Autophagy within the mushroom body protects from synapse aging in a non-cell autonomous manner
Anuradha Bhukel, Christine B Beuschel, Marta Maglione, Martin Lehmann, Gabor Juhász, Frank Madeo and Stephan J Sigrist
Macroautophagy is an evolutionarily conserved cellular maintenance program, meant to protect the brain from premature aging and neurodegeneration. How neuronal autophagy, usually loosing efficacy with age, intersects with neuronal processes mediating brain maintenance remains to be explored. Here, we show that impairing autophagy in the Drosophila learning center (mushroom body, MB) but not in other brain regions triggered changes normally restricted to aged brains: impaired associative olfactory memory as well as a brain-wide ultrastructural increase of presynaptic active zones (metaplasticity), a state non-compatible with memory formation.
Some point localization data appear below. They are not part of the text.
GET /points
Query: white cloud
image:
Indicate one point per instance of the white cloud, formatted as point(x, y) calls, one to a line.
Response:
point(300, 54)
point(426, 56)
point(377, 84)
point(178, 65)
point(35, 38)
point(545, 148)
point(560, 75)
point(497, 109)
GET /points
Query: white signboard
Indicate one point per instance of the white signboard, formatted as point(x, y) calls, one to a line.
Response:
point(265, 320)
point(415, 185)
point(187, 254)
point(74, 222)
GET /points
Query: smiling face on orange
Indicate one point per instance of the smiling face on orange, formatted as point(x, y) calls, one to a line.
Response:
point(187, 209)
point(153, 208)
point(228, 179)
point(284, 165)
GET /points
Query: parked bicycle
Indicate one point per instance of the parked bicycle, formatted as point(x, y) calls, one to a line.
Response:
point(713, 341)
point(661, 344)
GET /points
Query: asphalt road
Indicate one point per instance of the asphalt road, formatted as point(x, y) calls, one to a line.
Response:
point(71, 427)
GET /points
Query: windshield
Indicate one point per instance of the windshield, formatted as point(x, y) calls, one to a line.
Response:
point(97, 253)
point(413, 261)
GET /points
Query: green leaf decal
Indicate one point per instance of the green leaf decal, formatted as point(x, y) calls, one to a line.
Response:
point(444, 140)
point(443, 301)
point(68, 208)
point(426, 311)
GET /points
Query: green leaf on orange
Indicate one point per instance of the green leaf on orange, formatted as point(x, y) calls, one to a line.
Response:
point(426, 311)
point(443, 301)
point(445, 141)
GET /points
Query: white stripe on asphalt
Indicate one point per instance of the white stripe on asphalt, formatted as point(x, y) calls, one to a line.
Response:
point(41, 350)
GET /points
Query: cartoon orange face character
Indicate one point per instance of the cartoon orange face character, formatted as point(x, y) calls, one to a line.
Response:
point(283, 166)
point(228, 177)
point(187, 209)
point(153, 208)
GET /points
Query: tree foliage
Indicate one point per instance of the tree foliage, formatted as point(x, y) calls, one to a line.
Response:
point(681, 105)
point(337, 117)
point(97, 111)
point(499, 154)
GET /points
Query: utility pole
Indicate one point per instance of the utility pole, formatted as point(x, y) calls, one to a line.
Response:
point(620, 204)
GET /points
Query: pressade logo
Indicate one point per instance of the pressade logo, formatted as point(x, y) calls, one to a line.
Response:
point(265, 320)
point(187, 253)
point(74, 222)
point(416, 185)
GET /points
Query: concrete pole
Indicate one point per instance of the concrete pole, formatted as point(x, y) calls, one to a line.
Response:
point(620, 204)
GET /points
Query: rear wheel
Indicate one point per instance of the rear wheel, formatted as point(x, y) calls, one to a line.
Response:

Mechanistically, decreasing autophagy within the MBs reduced expression of an NPY-family neuropeptide, and interfering with autocrine NPY signaling of the MBs provoked similar brain-wide metaplastic changes. Our results in an exemplary fashion show that autophagy-regulated signaling emanating from a higher brain integration center can execute high-level control over other brain regions to steer life-strategy decisions such as whether or not to form memories.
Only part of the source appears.